A new study has found that kids who eat a diet rich in fruit and vegetables have better mental health, according to United Press International (UPI).

The study, published Monday in the journal BMJ Nutrition Prevention & Health, found that children who had five or more portions of fruit and vegetables on a daily basis achieved the highest scores for mental well-being.

Researchers at the University of East Anglia, England, who conducted the study, said the findings were particularly true for teenagers.

Study co-author Dr. Richard Hayhoe said, “We found that eating well was associated with better mental well-being in children. Among secondary school children, in particular, there was a really strong link between eating a nutritious diet, packed with fruit and vegetables, and having better mental well-being.”

The study also found that at least one in five secondary school children and one in 10 elementary children reported skipping their breakfast, while one in 10 secondary school children reported skipping their lunch.

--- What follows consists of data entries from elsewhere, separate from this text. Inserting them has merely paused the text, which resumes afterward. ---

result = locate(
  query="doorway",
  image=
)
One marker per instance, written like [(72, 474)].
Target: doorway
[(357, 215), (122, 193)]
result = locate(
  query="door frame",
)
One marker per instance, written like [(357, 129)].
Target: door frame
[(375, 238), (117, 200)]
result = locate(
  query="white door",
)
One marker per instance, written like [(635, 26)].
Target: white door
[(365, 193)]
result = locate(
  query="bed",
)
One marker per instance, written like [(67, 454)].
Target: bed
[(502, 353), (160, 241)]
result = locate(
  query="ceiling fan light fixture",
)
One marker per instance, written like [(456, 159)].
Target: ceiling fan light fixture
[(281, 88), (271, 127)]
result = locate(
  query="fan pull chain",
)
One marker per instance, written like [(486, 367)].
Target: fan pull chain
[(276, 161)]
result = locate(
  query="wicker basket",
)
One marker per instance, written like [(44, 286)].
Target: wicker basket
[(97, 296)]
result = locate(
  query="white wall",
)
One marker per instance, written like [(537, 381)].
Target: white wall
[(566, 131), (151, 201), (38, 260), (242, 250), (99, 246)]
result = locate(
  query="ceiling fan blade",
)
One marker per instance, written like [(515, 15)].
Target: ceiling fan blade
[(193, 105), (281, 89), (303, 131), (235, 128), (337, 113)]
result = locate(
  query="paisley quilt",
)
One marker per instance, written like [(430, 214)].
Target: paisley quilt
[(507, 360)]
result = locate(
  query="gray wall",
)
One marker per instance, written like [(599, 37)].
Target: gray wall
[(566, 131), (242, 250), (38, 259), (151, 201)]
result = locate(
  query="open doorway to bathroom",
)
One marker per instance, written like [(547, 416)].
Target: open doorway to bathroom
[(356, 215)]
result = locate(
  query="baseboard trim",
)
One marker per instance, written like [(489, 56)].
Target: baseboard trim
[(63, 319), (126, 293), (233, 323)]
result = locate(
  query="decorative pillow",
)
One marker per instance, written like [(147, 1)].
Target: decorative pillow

In the United States, the Department of Agriculture recommends children and teenagers to consume at least two cups of fruit and 2-1/2 cups of vegetables daily. However, most young people fail to meet these recommendations despite national efforts to promote healthy eating among children.

For the current study, Dr. Hayhoe and his team analyzed surveys from nearly 7,600 secondary-school students and over 1,200 elementary school students.

The participants reported their own dietary choices and took part in age-appropriate tests of mental well-being that assessed cheerfulness, relaxation, and having good interpersonal relationships, according to UPI.

Another study co-author Prof. Ailsa Welch said, “Nutrition had as much or more of an impact on well-being as factors such as witnessing regular arguing or violence at home.” “Children who ate a traditional breakfast experienced better well-being than those who only had a snack or drink.”